Use ODBC:           Disabled (default)

ODBC Driver

The ODBC driver may support a broader range of authentication and connectivity options. This section focuses on password-based authentication using the driver Cloudera ODBC Driver for Apache Hive.

1. Install the ODBC Driver

Install the Cloudera ODBC Driver for Apache Hive (or similar) by following the vendor’s official installation guide.

2. Configure the ODBC Data Source

Follow these steps to configure a new ODBC data source using password-based authentication:

Step 1

Step 1

Step 2 – Test the connection

Provide the password and click Test button.

Step 2

After a successful test, click the OK button.


Now you can configure digna to use the ODBC connection, either with a DSN (Data Source Name) or a DSN-less setup.

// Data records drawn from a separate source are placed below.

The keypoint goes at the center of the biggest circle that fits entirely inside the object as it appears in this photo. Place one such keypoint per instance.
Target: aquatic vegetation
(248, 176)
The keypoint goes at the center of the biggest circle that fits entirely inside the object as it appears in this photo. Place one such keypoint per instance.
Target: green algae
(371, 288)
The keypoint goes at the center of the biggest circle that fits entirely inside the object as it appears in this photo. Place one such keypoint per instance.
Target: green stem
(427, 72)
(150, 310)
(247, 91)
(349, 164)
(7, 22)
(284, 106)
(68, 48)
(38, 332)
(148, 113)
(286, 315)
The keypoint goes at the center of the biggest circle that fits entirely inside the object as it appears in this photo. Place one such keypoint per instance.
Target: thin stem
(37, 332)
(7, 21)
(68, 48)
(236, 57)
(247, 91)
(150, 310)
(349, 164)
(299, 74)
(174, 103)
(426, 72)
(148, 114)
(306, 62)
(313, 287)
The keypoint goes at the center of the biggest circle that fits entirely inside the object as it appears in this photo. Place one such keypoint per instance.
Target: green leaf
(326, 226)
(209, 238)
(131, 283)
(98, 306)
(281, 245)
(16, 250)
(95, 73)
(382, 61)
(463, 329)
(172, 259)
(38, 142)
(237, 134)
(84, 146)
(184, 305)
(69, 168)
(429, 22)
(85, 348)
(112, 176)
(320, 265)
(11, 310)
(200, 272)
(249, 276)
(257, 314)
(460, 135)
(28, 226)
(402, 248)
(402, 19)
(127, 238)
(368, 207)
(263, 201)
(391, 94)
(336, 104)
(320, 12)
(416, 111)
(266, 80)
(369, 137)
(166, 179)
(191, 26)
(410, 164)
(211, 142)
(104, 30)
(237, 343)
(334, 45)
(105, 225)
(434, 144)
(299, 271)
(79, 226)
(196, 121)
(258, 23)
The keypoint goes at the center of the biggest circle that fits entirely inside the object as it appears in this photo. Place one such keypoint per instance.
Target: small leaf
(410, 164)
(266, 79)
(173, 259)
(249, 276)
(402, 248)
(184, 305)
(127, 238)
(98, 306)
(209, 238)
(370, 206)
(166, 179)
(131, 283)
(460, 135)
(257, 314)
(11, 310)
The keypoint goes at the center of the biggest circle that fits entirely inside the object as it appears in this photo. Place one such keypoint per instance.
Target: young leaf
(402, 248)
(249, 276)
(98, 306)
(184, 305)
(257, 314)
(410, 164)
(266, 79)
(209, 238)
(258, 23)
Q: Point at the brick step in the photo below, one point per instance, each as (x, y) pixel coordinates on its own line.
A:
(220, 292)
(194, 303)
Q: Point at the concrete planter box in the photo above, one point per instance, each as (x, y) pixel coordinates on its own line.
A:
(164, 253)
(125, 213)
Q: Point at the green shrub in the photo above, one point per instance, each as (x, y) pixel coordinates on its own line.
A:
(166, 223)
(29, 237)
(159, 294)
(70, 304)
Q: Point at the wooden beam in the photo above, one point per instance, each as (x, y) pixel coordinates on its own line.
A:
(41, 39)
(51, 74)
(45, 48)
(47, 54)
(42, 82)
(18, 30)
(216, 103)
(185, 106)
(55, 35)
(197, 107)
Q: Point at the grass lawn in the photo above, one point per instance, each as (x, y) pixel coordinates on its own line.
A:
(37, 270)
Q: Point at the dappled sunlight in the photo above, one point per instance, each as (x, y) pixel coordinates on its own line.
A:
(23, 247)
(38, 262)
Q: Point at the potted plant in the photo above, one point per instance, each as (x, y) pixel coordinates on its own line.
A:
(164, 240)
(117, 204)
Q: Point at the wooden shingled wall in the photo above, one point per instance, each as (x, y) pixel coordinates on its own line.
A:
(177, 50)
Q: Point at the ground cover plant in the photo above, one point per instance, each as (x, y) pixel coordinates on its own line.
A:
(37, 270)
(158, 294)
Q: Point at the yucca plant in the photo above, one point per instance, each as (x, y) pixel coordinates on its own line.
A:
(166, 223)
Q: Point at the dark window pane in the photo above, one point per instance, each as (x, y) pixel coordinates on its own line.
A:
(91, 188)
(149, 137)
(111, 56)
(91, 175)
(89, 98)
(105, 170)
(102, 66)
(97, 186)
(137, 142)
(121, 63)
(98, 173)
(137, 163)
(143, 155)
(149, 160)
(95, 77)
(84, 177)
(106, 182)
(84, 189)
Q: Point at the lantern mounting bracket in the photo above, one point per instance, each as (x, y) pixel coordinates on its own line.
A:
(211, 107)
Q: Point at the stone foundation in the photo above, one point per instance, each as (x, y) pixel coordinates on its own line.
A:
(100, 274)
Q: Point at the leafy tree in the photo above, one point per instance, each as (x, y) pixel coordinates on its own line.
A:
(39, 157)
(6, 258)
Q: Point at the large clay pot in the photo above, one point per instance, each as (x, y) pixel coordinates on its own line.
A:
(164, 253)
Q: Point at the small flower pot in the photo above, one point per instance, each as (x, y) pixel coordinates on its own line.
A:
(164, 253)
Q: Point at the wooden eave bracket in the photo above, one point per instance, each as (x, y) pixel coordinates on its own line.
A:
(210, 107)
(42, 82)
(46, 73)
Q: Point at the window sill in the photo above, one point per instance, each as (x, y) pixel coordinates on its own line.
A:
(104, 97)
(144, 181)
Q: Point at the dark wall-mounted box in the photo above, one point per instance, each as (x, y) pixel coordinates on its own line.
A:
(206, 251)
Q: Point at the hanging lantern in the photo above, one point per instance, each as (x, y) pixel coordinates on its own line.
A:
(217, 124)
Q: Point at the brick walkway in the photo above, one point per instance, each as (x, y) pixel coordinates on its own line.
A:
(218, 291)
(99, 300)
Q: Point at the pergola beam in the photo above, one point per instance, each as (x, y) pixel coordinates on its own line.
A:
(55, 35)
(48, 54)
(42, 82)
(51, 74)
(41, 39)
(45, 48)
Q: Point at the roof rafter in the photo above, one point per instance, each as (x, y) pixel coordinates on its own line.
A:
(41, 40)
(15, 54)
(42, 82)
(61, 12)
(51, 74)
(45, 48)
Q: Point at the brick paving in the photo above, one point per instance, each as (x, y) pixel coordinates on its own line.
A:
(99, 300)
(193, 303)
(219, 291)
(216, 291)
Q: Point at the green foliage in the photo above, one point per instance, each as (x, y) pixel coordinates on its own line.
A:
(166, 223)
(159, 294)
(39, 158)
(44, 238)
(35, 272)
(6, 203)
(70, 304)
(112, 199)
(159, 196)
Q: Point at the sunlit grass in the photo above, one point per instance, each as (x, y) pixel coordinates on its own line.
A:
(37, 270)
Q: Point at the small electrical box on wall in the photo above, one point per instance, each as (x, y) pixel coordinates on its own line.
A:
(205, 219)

A. DSN-Based Configuration

digna Configuration

In the "Create a Database Connection" screen, provide the following:

Name:               Name of the connection. This is used for referencing the connection in other screens.
Technology:         Apache Hive
Database Name:      Schema that contains the source data
Profiling Mode:     The profiling mode determines how digna processes data and calculates metrics:
                    - Standard: Metrics are calculated directly on the source tables without copying the data.
                    - Permanent: Data for the inspected day is copied into a permanent table, and metrics are calculated on the copied data.
                    - Session: Data is copied into a session or temporary table, and metrics are calculated on this temporary data.
Work Schema Name:   When using "Permanent" profiling mode, work tables will be placed in this schema.
Use ODBC:           Enabled

ODBC Properties

name: "DSN",            value: "*digna*data_hdp"
name: "PWD",            value: "{your password in curly braces}"

🔹 The DSN must match the name defined in your ODBC driver configuration.


B. DSN-less Configuration

digna Configuration

In the "Create a Database Connection" screen, provide the following:

Name:               Name of the connection. This is used for referencing the connection in other screens.
Technology:         Apache Hive
Database Name:      Schema that contains the source data
Profiling Mode:     The profiling mode determines how digna processes data and calculates metrics:
                    - Standard: Metrics are calculated directly on the source tables without copying the data.
                    - Permanent: Data for the inspected day is copied into a permanent table, and metrics are calculated on the copied data.
                    - Session: Data is copied into a session or temporary table, and metrics are calculated on this temporary data.
Work Schema Name:   When using "Permanent" profiling mode, work tables will be placed in this schema.
Use ODBC:           Enabled

ODBC Properties

name: "DRIVER",     value: "Cloudera ODBC Driver for Apache Hive"
name: "HOST",       value: "your server name or IP address"
name: "PORT",       value: "Port number, e.g. 10000"
name: "Schema",     value: "Schema that contains the source data"
name: "UID",        value: "your hive user'
name: "PWD",        value: "your hive password"
name: "AuthMech",   value: "3"